Download or read book Proceedings of the Eleventh Annual Conference Society of Dance History Scholars North Carolina School of the Arts February 12 14 1988 written by Society of Dance History Scholars (U.S.). Conference and published by . This book was released on 1988 with total page 280 pages. Available in PDF, EPUB and Kindle. Book excerpt:
Download or read book Playing Cleopatra written by Holly Grout and published by LSU Press. This book was released on 2024-02-07 with total page 223 pages. Available in PDF, EPUB and Kindle. Book excerpt: Questions about the meaning of womanhood and femininity loomed large in late nineteenth- and early twentieth-century French culture.
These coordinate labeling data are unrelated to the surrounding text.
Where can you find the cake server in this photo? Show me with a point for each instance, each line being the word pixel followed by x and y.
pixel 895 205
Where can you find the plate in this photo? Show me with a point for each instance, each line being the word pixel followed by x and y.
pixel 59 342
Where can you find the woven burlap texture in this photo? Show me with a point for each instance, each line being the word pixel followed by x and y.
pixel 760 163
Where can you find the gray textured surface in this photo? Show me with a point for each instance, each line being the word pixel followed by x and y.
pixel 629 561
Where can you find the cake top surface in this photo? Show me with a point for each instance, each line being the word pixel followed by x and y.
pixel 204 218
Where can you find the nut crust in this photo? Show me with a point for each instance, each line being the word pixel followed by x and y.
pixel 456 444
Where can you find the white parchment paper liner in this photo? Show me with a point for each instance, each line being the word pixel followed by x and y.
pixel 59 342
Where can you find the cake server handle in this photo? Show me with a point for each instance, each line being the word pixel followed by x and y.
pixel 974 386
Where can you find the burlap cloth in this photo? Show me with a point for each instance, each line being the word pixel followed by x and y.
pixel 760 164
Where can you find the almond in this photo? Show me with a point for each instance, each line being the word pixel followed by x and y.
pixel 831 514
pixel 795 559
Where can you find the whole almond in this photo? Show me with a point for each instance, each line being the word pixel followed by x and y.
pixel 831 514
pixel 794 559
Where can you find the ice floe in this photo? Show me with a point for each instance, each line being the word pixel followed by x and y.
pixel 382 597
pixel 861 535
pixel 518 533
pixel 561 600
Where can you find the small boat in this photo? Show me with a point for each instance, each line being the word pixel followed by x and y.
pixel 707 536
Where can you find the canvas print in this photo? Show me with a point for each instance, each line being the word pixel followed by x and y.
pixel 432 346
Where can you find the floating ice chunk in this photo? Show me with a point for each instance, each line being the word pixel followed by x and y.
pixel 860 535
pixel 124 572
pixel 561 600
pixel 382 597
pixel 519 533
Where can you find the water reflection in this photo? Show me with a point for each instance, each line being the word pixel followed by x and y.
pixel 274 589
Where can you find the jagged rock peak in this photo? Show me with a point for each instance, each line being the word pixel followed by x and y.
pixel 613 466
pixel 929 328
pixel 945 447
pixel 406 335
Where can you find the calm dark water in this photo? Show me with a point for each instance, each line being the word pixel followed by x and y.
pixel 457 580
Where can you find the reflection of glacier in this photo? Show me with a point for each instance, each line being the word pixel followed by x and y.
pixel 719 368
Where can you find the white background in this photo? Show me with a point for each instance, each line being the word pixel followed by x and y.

In Playing Cleopatra, Holly Grout uses the theater—specifically, Parisian stage performances of the Egyptian queen Cleopatra by Sarah Bernhardt, Colette, and Josephine Baker—to explore these cultural and political debates. How and why did portrayals of Cleopatra influence French attitudes regarding race, sexuality, and gender? To what extent did Bernhardt, Colette, and Baker manipulate the image of Cleopatra to challenge social norms and to generate new models of womanhood? Why was Cleopatra—an ancient, mythologized queen—the chosen vehicle for these spectacular expressions of modern womanhood? In the context of late nineteenth-century Egyptomania, Cleopatra’s eroticized image—as well as her controversial legacy of female empowerment—resonated in new ways with a French public engaged in reassessing feminine sexuality, racialized beauty, and national identity. By playing Cleopatra, Bernhardt, Colette, and Baker did more than personify a character; they embodied the myriad ways in which celebrity was racialized, gendered, and commoditized, and they generated a model of female stardom that set the stage for twentieth-century celebrity long before the Hollywood machine’s mass manufacture of “stars.” At the same time, these women engaged with broader debates regarding the meaning of womanhood, celebrity, and Frenchness in the tumultuous decades before World War II. Drawing on plays, periodicals, autobiographies, personal letters, memoirs, novels, works of art, and legislation, Playing Cleopatra contributes to a growing body of literature that examines how individuals subverted the prevailing gender norms that governed relations between the sexes in liberal democratic regimes. By offering employment, visibility, and notoriety, the theater provided an especially empowering world for women, in which the roles they played both reflected and challenged contemporary cultural currents. Through the various iterations in which Bernhardt, Colette, and Baker played Cleopatra, they not only resurrected an ancient queen but also appropriated her mystique to construct new narratives of womanhood.